Calif published the PoC and analysis under califio/publications/MADBugs/http2-bomb. The vulnerable header pattern is HPACK literal-with-incremental-indexing followed by indexed references over a zero-window stream — straightforward to reproduce against a default Apache 2.4.66 + mod_http2 install.

A coarse Shodan filter for Apache HTTP/2-enabled servers is:

product:"Apache httpd" "alpn"

This does not on its own confirm vulnerability — the bug requires mod_http2 enabled under a multi-threaded MPM (worker, event). Single-threaded MPM prefork is not affected.

Action checklist

  1. nginx: upgrade to 1.29.8 today. The new ceiling (max_headers 1000;) is on by default; if you tuned large_client_header_buffers upward, re-evaluate.
  2. Apache httpd: deploy mod_http2 v2.0.41 from the standalone module release. If you are pinned to the distribution package and have no mod_http2 upgrade path, disable HTTP/2 for now — either remove the Protocols h2 h2c directive or switch the MPM to prefork, which is not vulnerable.
  3. IIS, Envoy, Pingora: no fix as of this post. The pragmatic mitigations are (a) disable HTTP/2 at the edge, (b) front the service with a patched nginx or Apache, or (c) enforce a strict per-connection header-count cap at your WAF or L7 proxy.
  4. Lower the connection-memory ceiling. Whatever your server, set a hard per-connection memory cap (cgroups v2 memory.max on the worker process tree, or ulimit -v) so that one abusive flow cannot drag the host into OOM.
  5. Re-baseline alerting. A 32-GB blip from a single peer in 10 seconds is the signature. If your RUM and APM dashboards do not surface "single-source memory anomaly" as a class, this is the week to add it.

Context

HTTP/2 Bomb is the third memory-side DoS class against the protocol in three years. HTTP/2 Rapid Reset (CVE-2023-44487) used RST_STREAM frame floods to exhaust per-stream state; the Continuation flood of 2024 exhausted the same surface via unterminated CONTINUATION frames.

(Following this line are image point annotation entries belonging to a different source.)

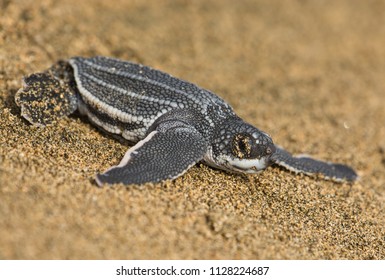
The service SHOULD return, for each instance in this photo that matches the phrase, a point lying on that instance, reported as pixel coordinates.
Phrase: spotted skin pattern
(174, 123)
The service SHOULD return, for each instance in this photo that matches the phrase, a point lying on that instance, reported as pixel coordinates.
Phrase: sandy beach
(310, 73)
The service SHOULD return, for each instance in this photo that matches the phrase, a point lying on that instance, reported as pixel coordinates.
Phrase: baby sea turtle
(174, 123)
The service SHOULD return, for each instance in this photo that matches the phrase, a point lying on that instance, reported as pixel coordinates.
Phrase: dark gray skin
(174, 123)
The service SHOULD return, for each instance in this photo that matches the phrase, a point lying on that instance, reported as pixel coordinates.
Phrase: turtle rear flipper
(166, 153)
(309, 166)
(45, 98)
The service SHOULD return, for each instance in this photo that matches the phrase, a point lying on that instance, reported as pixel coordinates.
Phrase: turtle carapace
(174, 123)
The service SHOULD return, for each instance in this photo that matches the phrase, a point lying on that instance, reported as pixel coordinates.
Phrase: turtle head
(240, 147)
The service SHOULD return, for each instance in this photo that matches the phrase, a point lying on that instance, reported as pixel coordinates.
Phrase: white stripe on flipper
(127, 156)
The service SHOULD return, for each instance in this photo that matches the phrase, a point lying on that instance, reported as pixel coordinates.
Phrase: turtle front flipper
(166, 153)
(47, 96)
(309, 166)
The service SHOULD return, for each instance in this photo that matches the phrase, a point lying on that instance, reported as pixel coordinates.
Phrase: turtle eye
(241, 145)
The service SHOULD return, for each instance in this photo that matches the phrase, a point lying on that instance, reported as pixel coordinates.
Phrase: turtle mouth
(248, 165)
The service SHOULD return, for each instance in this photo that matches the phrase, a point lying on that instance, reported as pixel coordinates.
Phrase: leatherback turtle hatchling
(174, 123)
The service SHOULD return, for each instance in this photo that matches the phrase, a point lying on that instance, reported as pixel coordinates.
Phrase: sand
(310, 73)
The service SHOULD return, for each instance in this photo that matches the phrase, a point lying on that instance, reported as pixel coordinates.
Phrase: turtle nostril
(270, 149)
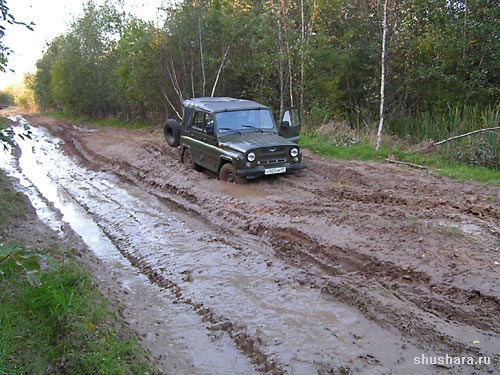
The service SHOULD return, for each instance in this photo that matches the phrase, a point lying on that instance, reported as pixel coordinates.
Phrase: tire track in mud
(448, 303)
(245, 342)
(354, 277)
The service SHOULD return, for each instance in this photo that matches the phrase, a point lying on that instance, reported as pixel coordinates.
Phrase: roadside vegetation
(442, 65)
(63, 325)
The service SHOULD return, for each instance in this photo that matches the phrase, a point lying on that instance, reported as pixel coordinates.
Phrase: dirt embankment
(415, 252)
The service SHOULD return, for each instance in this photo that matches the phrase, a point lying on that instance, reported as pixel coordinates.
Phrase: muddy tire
(171, 131)
(187, 160)
(227, 173)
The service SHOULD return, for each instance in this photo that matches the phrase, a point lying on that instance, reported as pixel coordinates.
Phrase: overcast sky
(52, 18)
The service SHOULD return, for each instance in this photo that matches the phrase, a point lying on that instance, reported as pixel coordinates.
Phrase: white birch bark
(382, 79)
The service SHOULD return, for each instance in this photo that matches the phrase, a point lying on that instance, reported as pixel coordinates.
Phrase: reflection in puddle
(294, 325)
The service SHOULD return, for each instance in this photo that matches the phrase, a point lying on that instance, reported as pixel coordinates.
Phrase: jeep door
(290, 124)
(204, 148)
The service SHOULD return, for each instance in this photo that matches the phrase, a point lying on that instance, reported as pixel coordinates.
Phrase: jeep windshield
(244, 120)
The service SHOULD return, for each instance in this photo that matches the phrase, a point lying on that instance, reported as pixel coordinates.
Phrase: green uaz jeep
(236, 139)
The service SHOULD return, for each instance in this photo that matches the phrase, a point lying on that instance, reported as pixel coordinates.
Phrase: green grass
(108, 122)
(64, 326)
(367, 152)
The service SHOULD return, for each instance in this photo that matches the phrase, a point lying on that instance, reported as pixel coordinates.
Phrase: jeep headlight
(251, 156)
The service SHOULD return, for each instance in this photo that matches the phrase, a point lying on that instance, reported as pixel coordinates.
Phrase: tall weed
(481, 150)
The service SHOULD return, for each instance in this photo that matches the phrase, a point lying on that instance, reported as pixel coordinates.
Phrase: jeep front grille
(265, 162)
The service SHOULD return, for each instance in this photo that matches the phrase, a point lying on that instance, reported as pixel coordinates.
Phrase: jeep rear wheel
(228, 173)
(171, 131)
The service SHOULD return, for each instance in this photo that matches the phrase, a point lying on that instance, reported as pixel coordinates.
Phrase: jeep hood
(252, 140)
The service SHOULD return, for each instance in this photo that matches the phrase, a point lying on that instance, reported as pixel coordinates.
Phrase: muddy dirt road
(345, 268)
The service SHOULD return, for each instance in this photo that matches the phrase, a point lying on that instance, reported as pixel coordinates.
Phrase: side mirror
(285, 125)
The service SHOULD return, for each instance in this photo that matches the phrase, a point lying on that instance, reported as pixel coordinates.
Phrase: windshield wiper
(253, 127)
(229, 129)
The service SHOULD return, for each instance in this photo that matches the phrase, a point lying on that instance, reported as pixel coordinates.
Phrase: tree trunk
(382, 79)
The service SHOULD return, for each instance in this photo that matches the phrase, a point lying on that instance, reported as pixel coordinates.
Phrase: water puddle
(292, 325)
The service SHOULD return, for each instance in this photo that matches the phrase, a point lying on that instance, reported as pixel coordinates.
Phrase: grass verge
(367, 152)
(63, 326)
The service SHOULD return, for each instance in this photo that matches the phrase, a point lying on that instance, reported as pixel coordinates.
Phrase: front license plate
(275, 170)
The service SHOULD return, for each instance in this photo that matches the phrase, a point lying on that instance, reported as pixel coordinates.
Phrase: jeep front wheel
(171, 131)
(228, 173)
(187, 159)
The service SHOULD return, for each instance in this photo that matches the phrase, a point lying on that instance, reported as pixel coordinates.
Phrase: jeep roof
(222, 104)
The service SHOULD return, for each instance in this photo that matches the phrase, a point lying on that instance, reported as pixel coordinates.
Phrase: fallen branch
(418, 166)
(466, 135)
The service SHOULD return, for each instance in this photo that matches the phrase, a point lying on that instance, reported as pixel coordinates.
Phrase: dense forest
(442, 61)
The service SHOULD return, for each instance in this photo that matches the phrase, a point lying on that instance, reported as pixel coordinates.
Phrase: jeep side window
(203, 122)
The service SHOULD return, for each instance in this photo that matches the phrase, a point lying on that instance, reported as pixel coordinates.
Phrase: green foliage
(12, 256)
(63, 326)
(6, 98)
(6, 16)
(322, 55)
(365, 151)
(479, 150)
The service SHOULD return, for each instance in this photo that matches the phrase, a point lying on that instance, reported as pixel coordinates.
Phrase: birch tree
(382, 78)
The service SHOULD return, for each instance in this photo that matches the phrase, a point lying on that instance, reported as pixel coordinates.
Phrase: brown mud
(415, 253)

Calif's twist is the use of HPACK's own bookkeeping as the amplifier, with flow control turned into a hold instead of an accelerator. The pattern is now recognisable enough that any HTTP/2 stack should have a single, enforced ceiling on total per-connection state, applied before any per-frame check. Stacks that do not — IIS, Envoy, Pingora — get to relearn this each cycle.

The Calif disclosure is also notable for crediting an LLM agent ("Codex") with the initial bug discovery. The pattern matched by the model — amplification + hold — is the same shape humans found in Rapid Reset; the novelty is that the chain across HPACK and flow control was found in about an hour of agent runtime. Expect more of this. Defenders' bar moves up accordingly.